Studente A: Io cerco di dare una riposta all'ultima domanda che ci ha posto. Secondo me i media hanno un'utenza di cultura medio-bassa, per cui temi come l'innovazione e la creatività possono destare interesse in un pubblico di cultura più elevata. Questa è secondo me la ragione principale.

Studentessa B: Il tema dell'innovazione è trattato dai media in generale, ma in modo sbagliato. Per esempio c'è lo stereotipo della moda italiana come innovativa, quando invece è ferma; l'Italia in questo momento non ha quel qualcosa in più rispetto agli altri e nonostante questo si parla del Made in Italy come del meglio che si possa avere e molti imprenditori sono convinti di innovare, ma non lo stanno facendo.

PB: E quindi l'informazione, secondo lei, non dà un contributo critico?

Studentessa B: Sono gli imprenditori stessi a non essere critici con se stessi.

PB: Perché quindi i media non stanano questo fatto? Per esempio, quando la categoria sociale dei politici fa qualcosa che non va, i media lo sottolineano.

Studentessa B: Perché sono tutti convinti che stando fermi si possa andare avanti, quando in realtà non è così.

Studente C: Secondo me il tema non è trattato dai media perché la classe politica italiana lo ritiene un argomento scomodo, anche perché l'innovazione porta grandi investimenti e poca visibilità, con risultati che non sono immediatamente tangibili. I politici preferiscono avere qualcosa di controllabile e che possa portare subito consenso, non qualcosa che possa portare magari a riscuotere il merito nella legislazione successiva.

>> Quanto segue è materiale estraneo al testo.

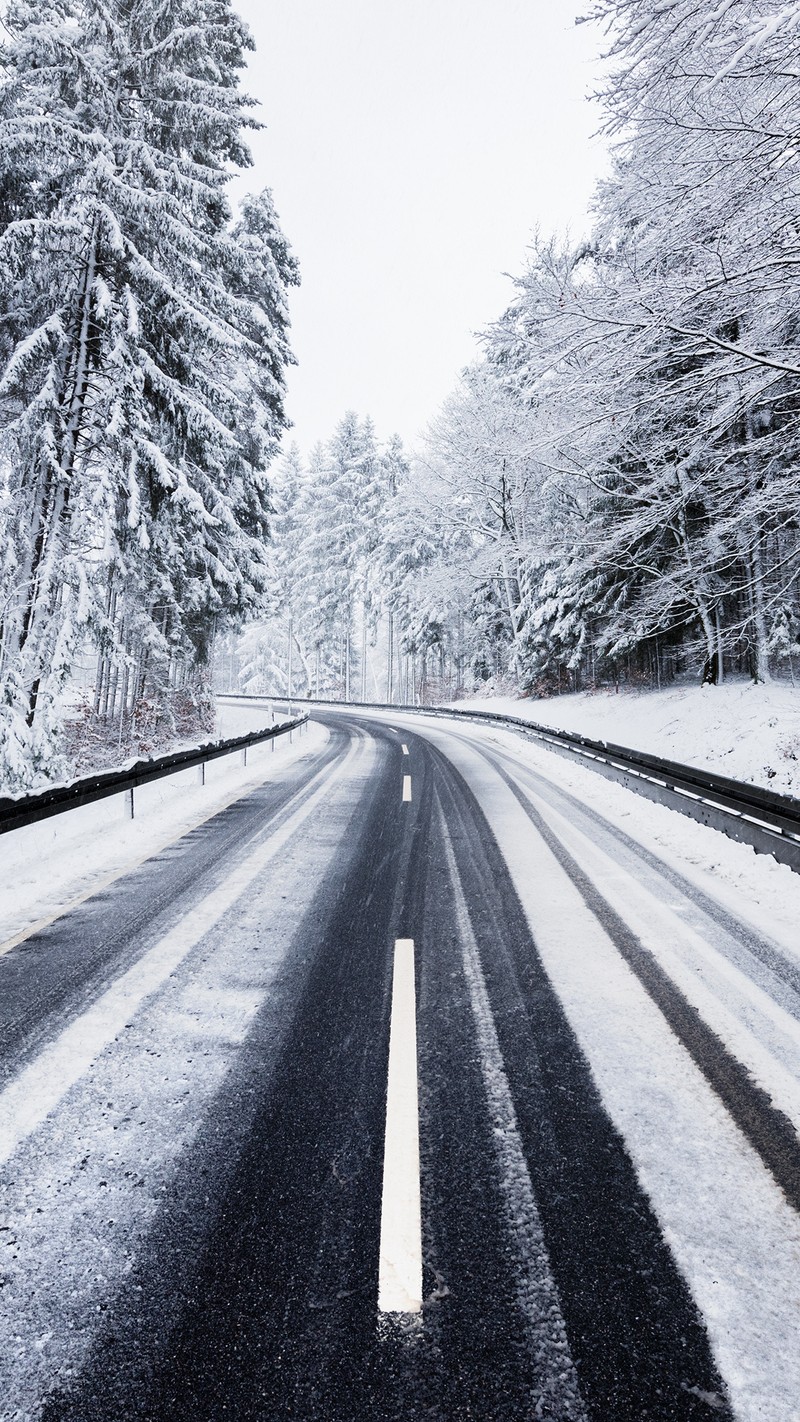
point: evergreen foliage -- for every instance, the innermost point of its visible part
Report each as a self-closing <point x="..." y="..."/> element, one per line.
<point x="142" y="350"/>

PB: Quindi è implicito c'è che i media seguono i desiderata della politica?

Studente C: I media alla fine devono avere anche loro un profitto, quindi puntano su quegli argomenti che possano suscitare interesse nel pubblico; l'innovazione in Italia non crea questo interesse.

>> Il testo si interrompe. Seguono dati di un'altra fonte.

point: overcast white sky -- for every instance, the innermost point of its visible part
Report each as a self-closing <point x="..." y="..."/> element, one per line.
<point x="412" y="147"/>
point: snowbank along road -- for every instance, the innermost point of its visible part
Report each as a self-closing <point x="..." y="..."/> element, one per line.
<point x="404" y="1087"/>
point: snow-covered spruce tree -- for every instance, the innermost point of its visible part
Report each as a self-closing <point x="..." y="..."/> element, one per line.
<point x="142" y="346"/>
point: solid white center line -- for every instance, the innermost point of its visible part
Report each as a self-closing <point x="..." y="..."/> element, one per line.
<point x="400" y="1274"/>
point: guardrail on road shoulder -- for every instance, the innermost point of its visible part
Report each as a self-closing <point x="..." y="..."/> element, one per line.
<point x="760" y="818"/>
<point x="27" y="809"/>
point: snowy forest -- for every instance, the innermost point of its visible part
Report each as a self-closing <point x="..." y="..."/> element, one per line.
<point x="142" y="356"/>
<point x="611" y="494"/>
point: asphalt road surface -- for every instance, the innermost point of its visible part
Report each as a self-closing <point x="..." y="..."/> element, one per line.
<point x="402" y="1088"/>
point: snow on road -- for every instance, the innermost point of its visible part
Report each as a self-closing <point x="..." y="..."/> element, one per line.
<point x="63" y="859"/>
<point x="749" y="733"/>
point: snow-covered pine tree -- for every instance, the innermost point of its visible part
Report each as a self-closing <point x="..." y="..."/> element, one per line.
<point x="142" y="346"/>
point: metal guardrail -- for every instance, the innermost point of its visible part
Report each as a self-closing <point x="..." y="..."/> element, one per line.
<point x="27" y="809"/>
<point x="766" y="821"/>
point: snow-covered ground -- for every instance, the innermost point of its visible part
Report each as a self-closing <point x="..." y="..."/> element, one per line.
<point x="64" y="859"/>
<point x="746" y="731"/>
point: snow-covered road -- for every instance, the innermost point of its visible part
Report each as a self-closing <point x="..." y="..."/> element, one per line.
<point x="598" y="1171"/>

Studentessa D: Anch'io sono molto d'accordo con l'ultimo intervento: per i media conta quello che dicono i politici. Secondo me, però, i media non sono rivolti in generale ad un pubblico di livello medio-basso: farei una distinzione tra televisione e giornali. I giornali non si leggono e non si comprano perché la gente non li sa leggere, il quotidiano riscuote sempre minore successo. L'opposizione al Governo tratta molto il tema dell'innovazione, sottolineando la necessità di innovare in contrapposizione all'attuale Governo, perché porterà dei risultati nel lungo termine. Chi deve evidenziare i propri risultati parla di cose più concerete, fatte nel breve, di cifre attuali, di politica fiscale, di spesa pubblica. L'innovazione comunque, secondo me, è trattata dai giornali, soprattutto dalle maggiori testate quotidiane e i quotidiani non sono riviste specializzate. Io leggo i giornali e secondo me non è un tema così escluso come dalla televisione che non ne parla, ma la televisione non parla di niente di serio secondo me.

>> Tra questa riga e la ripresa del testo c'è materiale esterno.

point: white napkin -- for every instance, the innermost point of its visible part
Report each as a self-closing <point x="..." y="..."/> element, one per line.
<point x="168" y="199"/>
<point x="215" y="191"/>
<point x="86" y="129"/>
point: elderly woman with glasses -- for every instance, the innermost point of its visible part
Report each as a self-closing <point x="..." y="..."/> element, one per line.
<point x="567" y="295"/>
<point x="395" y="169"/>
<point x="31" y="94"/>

Studente E: Secondo me invece si deve partire dall'inizio: siamo sicuri che gli imprenditori abbiano capito che cosa vuol dire innovare? Magari un imprenditore pensa che bisogna fare qualche cosa che cambia la vita, invece dalla testimonianza di Pedrollo abbiamo sentito che dalle pompe grosse, macchinose, difficili, ha costruito un prodotto semplicissimo, funzionale e ha fatto la sua innovazione. Quindi oggi l'imprenditore a cosa sta pensando: a complicare una cosa semplice o magari l'innovazione sarebbe semplificare una cosa complessa? Questa magari potrebbe essere la chiave. Anche perché quando si pensa all'innovazione tecnologica, la si pensa come qualcosa di sempre più complesso, perché non pensare invece a qualcosa di più semplice, che magari costa anche meno?

PB: Quindi i media dovrebbero almeno accorgersi delle innovazioni che semplificano.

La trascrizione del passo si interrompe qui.